Penghilang Terak Aluminium

Penghilang Terak Aluminium

Penghilang Terak Aluminium

Penghilang Terak Aluminium menggunakan rotor untuk meniupkan gas inert (argon atau nitrogen) ke dalam aluminium cair guna memecahnya menjadi sejumlah besar gelembung yang tersebar dan menyebarkannya di dalam cairan aluminium tersebut.
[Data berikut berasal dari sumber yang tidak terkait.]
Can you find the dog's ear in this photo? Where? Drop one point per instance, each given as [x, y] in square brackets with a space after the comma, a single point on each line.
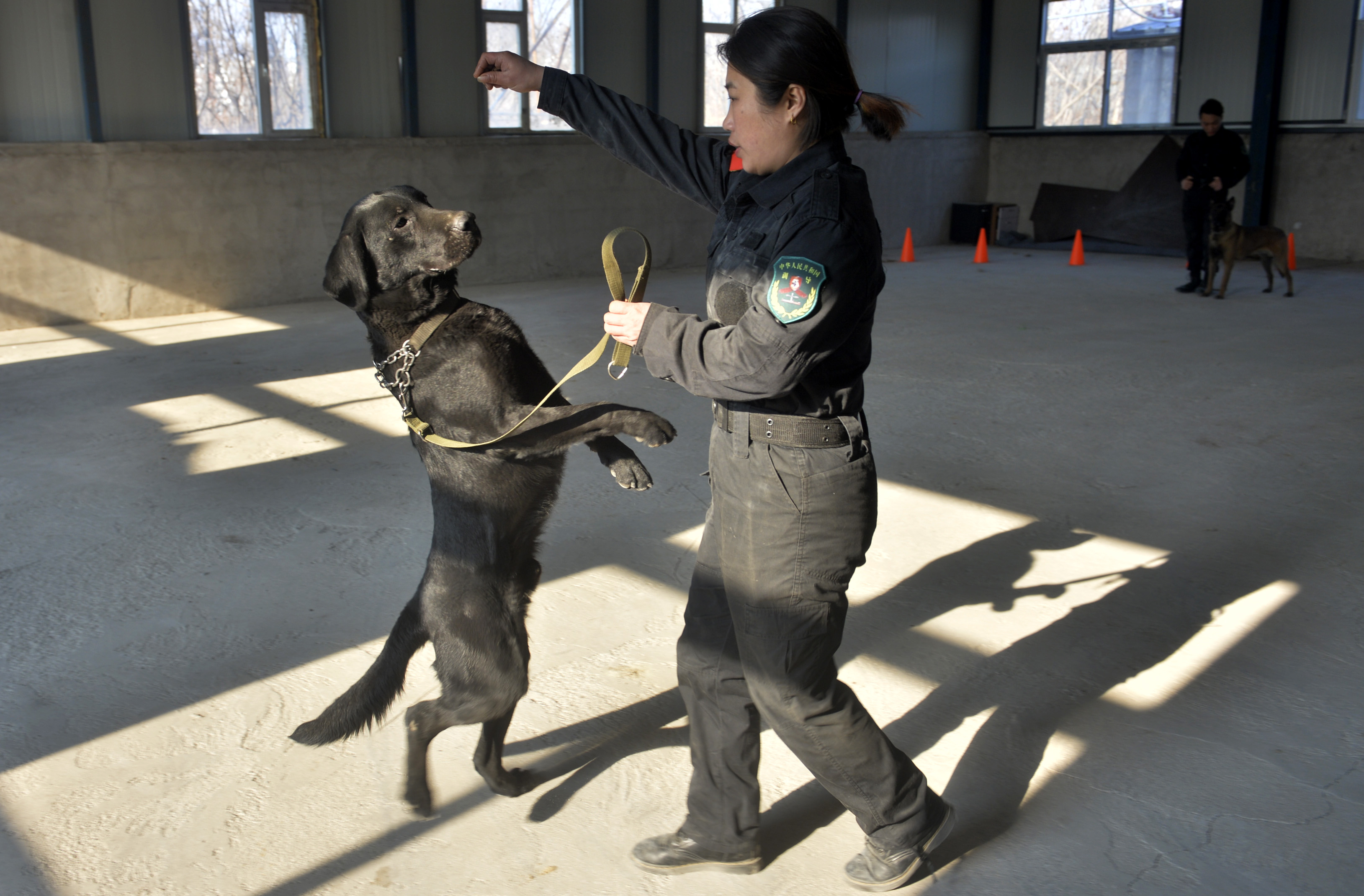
[412, 191]
[351, 275]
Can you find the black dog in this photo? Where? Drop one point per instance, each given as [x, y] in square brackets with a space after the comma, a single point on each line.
[395, 264]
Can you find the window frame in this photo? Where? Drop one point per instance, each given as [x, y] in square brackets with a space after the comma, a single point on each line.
[1108, 46]
[263, 75]
[522, 20]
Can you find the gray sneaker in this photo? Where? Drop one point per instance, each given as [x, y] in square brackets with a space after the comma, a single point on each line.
[878, 870]
[680, 854]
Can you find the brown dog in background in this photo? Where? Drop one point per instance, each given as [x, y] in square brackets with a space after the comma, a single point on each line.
[1231, 240]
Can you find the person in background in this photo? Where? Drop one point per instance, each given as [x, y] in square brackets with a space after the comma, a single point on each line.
[1212, 163]
[792, 284]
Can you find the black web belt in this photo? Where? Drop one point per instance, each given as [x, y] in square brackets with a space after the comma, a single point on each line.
[783, 429]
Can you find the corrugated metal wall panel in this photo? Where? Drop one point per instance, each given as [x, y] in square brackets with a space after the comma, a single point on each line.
[1221, 41]
[448, 44]
[40, 73]
[923, 52]
[1317, 60]
[365, 92]
[614, 46]
[1014, 63]
[139, 62]
[680, 70]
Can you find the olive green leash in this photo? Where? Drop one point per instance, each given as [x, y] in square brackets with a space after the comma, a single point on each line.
[404, 358]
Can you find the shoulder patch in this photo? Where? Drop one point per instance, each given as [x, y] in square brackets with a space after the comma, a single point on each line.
[796, 288]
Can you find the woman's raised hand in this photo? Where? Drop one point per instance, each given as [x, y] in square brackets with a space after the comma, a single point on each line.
[508, 70]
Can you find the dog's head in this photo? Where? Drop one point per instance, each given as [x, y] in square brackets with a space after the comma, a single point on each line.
[1221, 213]
[393, 247]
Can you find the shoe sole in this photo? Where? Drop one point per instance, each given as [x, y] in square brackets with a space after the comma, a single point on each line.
[895, 883]
[751, 866]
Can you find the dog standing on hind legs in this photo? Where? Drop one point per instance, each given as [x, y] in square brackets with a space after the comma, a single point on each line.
[1231, 242]
[395, 265]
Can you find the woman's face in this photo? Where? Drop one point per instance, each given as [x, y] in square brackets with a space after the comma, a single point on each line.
[764, 136]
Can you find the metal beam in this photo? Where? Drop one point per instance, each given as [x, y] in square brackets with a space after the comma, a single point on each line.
[1269, 77]
[411, 122]
[89, 84]
[985, 48]
[651, 54]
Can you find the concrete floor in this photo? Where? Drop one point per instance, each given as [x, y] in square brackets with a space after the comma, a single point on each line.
[1112, 608]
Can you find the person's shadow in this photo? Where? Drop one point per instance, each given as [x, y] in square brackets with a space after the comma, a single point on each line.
[1042, 678]
[981, 573]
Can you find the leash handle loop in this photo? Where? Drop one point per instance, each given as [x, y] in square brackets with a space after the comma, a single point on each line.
[621, 354]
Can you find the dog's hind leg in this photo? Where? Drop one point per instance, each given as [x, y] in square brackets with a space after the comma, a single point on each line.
[1210, 273]
[425, 721]
[487, 760]
[1227, 277]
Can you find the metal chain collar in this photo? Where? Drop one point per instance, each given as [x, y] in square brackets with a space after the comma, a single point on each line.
[401, 382]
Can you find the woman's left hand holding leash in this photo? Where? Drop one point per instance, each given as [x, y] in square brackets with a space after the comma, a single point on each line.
[625, 318]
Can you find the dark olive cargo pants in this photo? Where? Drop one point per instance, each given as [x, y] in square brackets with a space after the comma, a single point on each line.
[766, 610]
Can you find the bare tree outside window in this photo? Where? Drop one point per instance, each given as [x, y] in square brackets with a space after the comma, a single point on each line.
[1109, 62]
[235, 95]
[223, 36]
[546, 33]
[718, 21]
[291, 90]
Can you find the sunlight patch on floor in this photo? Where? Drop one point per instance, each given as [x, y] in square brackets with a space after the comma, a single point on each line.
[189, 328]
[1228, 628]
[36, 344]
[227, 435]
[353, 396]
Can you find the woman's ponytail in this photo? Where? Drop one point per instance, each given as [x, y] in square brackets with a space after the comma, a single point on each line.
[882, 116]
[793, 46]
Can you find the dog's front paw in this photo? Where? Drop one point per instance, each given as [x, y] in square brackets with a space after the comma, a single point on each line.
[631, 474]
[650, 429]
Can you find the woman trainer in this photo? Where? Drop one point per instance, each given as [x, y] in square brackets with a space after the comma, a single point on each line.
[793, 276]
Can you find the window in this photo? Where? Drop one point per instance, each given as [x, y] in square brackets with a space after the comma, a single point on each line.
[718, 21]
[1356, 96]
[255, 67]
[546, 33]
[1109, 62]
Gelembung-gelembung dalam cairan logam memanfaatkan perbedaan tekanan parsial gas dan prinsip adsorpsi permukaan untuk menyerap hidrogen dalam cairan logam, mengadsorpsi terak yang teroksidasi, serta terangkat keluar dari permukaan cairan logam saat gelembung-gelembung tersebut naik, sehingga cairan logam dapat dimurnikan.
Karena gelembung-gelembung tersebut berukuran kecil dan tersebar, gelembung-gelembung tersebut tercampur secara merata dengan cairan cair yang berputar, lalu berputar dan perlahan naik membentuk spiral.
Saat bersentuhan dengan logam cair, aliran udara yang dihasilkan oleh kenaikan linier berkelanjutan tidak akan terbentuk, sehingga secara signifikan meningkatkan efektivitas pemurnian. Baik argon maupun nitrogen dapat digunakan untuk menghilangkan gas dari aluminium cair. Kemurnian gas inert harus di atas 99,95%. Gas ini cocok untuk memurnikan dan menghilangkan gas dari aluminium cair di tungku cawan, tungku kolam, tungku refleks, wadah tuang, dan kotak statis. The penghilang gas aluminium Diperlukan penyesuaian pada pelat penutup, dan rotor grafit harus dimasukkan hingga ke tengah mulut wadah peleburan agar dapat berfungsi.
Jika Anda membutuhkan bantuan, silakan hubungi sales@adtechamm.com

Penghilang Terak Aluminium

Efisiensi kerja Alat Penghilang Terak Aluminium
Rotor yang berputar memecah nitrogen (atau argon) dalam aluminium cair menjadi sejumlah besar gelembung-gelembung yang tersebar, lalu menyebarkannya ke dalam logam cair tersebut.
Gelembung-gelembung dalam cairan logam memanfaatkan perbedaan tekanan parsial gas dan prinsip adsorpsi permukaan untuk menyerap hidrogen dalam cairan logam, mengadsorpsi terak yang teroksidasi, serta terangkat keluar dari permukaan cairan logam saat gelembung-gelembung tersebut naik, sehingga cairan logam dapat dimurnikan.
Karena gelembung-gelembung tersebut berukuran kecil dan tersebar, gelembung-gelembung tersebut tercampur secara merata dengan cairan cair yang berputar, lalu berputar dalam bentuk spiral sambil perlahan-lahan naik ke atas. Saat bersentuhan dengan cairan cair, aliran udara yang biasanya terbentuk akibat kenaikan linier yang terus-menerus tidak akan terbentuk, sehingga secara signifikan meningkatkan efektivitas pemurnian.
Baik argon maupun nitrogen dapat digunakan sebagai gas inert untuk menghilangkan gas dari aluminium cair. Kemurnian gas inert tersebut harus di atas 99,95%.

No Comments

Sorry, the comment form is closed at this time.